Massimo is head of the Biocrystallography Unit at Fondazione Centro San Raffaele in Italy. Massimo has the expertise to visualise the 3D structures of important biological molecules in our cells that are involved in cancer.
There are around 440,000 new cases of leukaemia diagnosed worldwide each year and around a quarter of these are a type called chronic lymphocytic leukaemia (CLL). CLL is a cancer of a type of white blood called a B-lymphocyte. The surfaces of B-lymphocytes are coated with unique proteins called “B-cell receptors”, which act as messengers, carrying molecular information from the outside of the cell to the inside. Once inside, the molecular message instructs the cell what to do by activating or deactivating genes. In CLL, the B-cell receptors are overactive causing uncontrolled growth and division of the lymphocytes.

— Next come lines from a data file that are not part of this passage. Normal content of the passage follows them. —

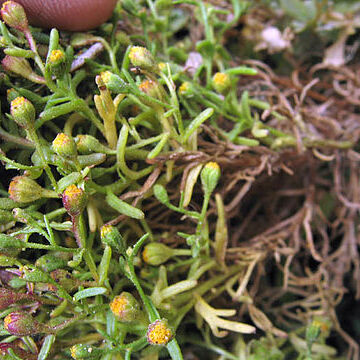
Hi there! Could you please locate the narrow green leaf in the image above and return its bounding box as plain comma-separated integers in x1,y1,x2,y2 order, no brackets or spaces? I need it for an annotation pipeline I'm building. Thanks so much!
74,287,107,301
37,335,55,360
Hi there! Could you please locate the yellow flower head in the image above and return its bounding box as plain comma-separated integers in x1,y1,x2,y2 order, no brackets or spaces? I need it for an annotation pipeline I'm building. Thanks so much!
212,72,231,94
213,73,229,85
100,71,112,85
4,313,13,329
179,81,190,95
205,161,220,171
146,319,174,345
49,50,65,63
10,96,27,110
100,225,113,238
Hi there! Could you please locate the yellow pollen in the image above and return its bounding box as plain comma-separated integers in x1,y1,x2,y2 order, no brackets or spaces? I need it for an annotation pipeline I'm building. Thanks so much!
8,180,17,196
129,46,145,59
49,50,64,62
70,345,76,359
213,73,228,85
143,248,149,263
205,161,220,170
179,81,190,94
139,80,154,92
100,71,111,84
1,1,11,11
110,295,129,316
147,320,172,345
100,225,112,238
53,133,70,146
11,96,26,109
4,314,12,329
64,184,83,198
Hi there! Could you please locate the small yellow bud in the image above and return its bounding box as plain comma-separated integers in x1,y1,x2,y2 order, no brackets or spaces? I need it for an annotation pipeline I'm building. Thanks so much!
1,1,29,32
146,319,174,345
179,81,194,98
212,72,231,94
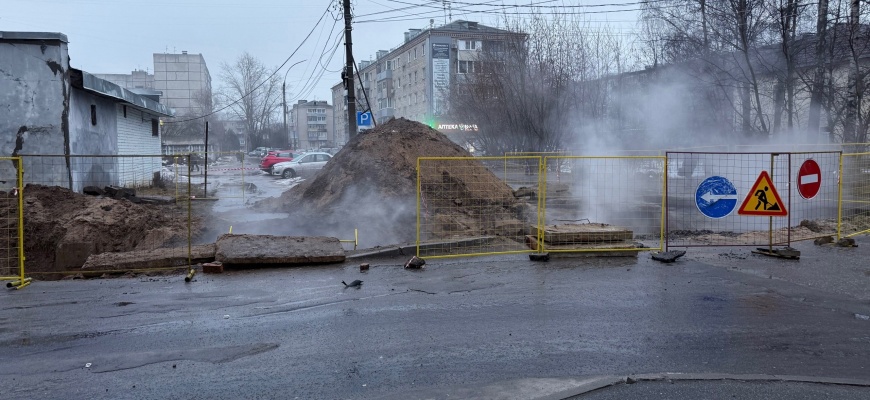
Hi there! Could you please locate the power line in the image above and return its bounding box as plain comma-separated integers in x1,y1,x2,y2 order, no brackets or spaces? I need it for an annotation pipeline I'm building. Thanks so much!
164,2,329,124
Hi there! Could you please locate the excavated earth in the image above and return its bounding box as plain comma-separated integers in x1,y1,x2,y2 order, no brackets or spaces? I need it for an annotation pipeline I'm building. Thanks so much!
0,185,198,279
256,118,526,246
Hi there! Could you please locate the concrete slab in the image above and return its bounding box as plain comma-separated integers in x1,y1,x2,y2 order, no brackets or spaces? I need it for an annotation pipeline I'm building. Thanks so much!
215,234,345,265
531,223,634,245
526,235,642,257
82,244,215,271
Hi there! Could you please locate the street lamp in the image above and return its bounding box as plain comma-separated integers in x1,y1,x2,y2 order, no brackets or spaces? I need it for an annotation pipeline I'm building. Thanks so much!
281,60,305,150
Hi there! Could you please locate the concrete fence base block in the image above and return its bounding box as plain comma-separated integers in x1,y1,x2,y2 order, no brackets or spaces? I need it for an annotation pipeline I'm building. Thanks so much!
215,234,345,265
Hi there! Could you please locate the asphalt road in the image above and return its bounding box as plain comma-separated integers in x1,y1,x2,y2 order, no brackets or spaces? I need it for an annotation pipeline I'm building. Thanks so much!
0,241,870,399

Blocking the molecular signals transmitted into the cell from B-cell receptors is a promising therapeutic strategy for treating CLL patients, but the drugs that have designed to do this don’t work for every patient and can have unwanted side effects. Dr Massimo Degano, based at Fondazione Centro San Raffaele in Milan, is studying the varied molecular structures of B-cell receptors to understand why this is the case.
Using sophisticated chemical techniques, the team will work out the 3-dimensional structure of the different types of B-cell receptor, before using this information to identify drugs that can interact with the B-cell receptor and stop it working in CLL.